Barack Obama’s good war for a health plan, minimized to a speculation on illnesses, is now a battle for life. His own battle, to survive politically, that sees him – so newspapers say – against “docs and cops,” doctors, and now, even policemen. Cops are accused of the same insensitiveness towards minorities, seen as weak from a social and racial point of view.
This is a war to save the lives of a million Americans sentenced to death by the stinginess of companies that cover them while they’re healthy, and dismiss them when they get sick. It’s a war that everybody claims to want and that nobody ever managed to win. Now Obama is launching his offensive towards the lobbies well protected by Democratic clients as well as the Republicans. Added to the list of enemies are the cops in Cambridge, Massachusetts, who “stupidly” arrested an African-American professor from Harvard, accused of having screamed when they didn’t want to believe that the beautiful house he was entering without a key was really his, as documents proved.

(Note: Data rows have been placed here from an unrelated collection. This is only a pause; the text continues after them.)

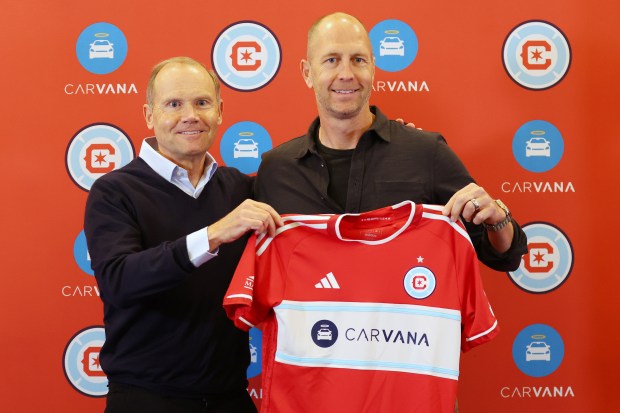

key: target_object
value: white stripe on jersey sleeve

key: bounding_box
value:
[422,204,473,245]
[256,215,331,255]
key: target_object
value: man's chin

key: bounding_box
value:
[328,107,362,120]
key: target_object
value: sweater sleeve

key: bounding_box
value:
[84,178,195,308]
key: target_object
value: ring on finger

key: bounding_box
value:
[469,198,480,213]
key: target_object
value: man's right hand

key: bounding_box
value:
[208,199,282,251]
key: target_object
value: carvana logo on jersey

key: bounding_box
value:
[403,267,437,300]
[73,230,95,275]
[220,122,272,174]
[75,23,127,75]
[63,326,108,397]
[512,324,564,377]
[503,21,571,90]
[512,120,564,172]
[247,328,263,379]
[65,123,135,191]
[310,320,338,348]
[368,20,418,72]
[508,222,573,293]
[211,21,282,92]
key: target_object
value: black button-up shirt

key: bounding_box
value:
[255,107,527,271]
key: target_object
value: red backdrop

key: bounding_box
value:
[0,0,620,413]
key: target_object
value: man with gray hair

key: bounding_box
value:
[84,57,281,413]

It’s a story based on the common prejudices caused by a black man caught standing by a door. An enlightening metaphor, because the iniquities and prejudices of the private health care system are all about racial and social minorities. But the “docs and cops” are dangerous and formidable antagonists, powerful and resentful entities.

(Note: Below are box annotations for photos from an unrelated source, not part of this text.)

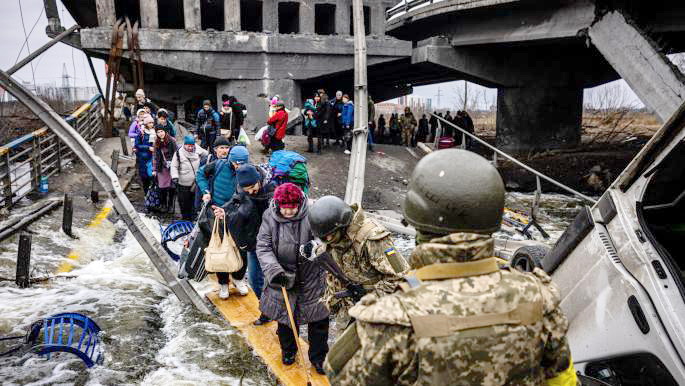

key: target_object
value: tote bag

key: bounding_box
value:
[205,218,243,272]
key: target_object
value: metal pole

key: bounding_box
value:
[83,51,105,97]
[7,24,80,75]
[0,71,211,314]
[345,0,369,205]
[14,233,31,288]
[431,113,597,205]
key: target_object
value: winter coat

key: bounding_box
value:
[316,102,335,134]
[195,158,236,206]
[257,200,329,325]
[342,101,354,126]
[133,131,153,178]
[197,108,221,133]
[171,145,208,186]
[223,167,276,252]
[155,119,176,138]
[128,119,140,138]
[266,109,288,141]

Obama’s answer to a recalcitrant Congress and to the public opinion overwhelmed with the classical ghosts that have blocked every hope for national health care coverage (the “socialist medicine,” and the taxes to finance it) over the past 60 years is that of the card player who is losing at the game table, the one who is losing chips at the opinion polls table. He’s doubling the bet to get even. The risk is high, but the daily cost in popularity is making his project and political capital bleed. He has no choice, and yet the first deadline for the commissions, that he wanted by August, has already been delayed to the end of the year. The scandal of the American health care system, today an unfair and bizarre patchwork of very high costs and insurance policies conceived not to pay, is the bet that Obama can’t lose if he doesn’t want to see his whole political agenda helplessly compromised.
No other initiative like this can reach the heart of a society that senses the cruelty of a private system where every year the insurance companies make more money on their clients, just to deny later, when they get sick, their assistance. In fact, they make more profits. But this society is also the one that gets mad facing the necessity – clear in every developed country – of rationalizing and reducing the consumption of medicines, according to the criteria of true medical need.

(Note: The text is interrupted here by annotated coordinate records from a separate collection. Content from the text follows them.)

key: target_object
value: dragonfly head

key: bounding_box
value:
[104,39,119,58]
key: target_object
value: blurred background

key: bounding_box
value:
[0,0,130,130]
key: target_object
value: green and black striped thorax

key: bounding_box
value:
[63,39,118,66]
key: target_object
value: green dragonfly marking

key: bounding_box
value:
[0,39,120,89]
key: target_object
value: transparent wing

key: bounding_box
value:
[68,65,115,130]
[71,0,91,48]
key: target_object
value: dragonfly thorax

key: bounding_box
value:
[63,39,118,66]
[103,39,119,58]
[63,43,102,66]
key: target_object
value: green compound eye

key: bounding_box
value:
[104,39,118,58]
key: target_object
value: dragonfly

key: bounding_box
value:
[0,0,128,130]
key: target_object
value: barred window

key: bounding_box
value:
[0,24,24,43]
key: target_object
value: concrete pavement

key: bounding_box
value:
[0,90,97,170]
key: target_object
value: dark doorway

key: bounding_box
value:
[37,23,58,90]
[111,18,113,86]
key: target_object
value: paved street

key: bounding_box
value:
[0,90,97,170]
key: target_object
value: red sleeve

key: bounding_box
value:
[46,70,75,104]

The Republican minority knows this as do the conservative Democrats of the South: the Blue Dogs, named after their first meeting in a room which was embellished with paintings of a painter who specialized in portraying dogs in blue. They know that this is not the usual trick on tax rates, the old law on public works. In the transformation of the American health care system from an industry that provides the best of the medicine to those who can afford it, and nothing to 47 millions of helpless people, there is a cultural change that the conservatives feel and fear. They are trying to prevent it, to the scream of “kill it,” kill the proposal, as the most hysterical neo-conservative commentator, Bill Kristol, yells.
This is an ideological war, like the ones we witnessed in the years of Roosevelt with the New Deal, and with Johnson, with his Great Society. Obama’s belief is that every citizen, regardless of his social status, is entitled – as in all civilized countries – to receive health care. If this goal is successful, something profound will change forever in America.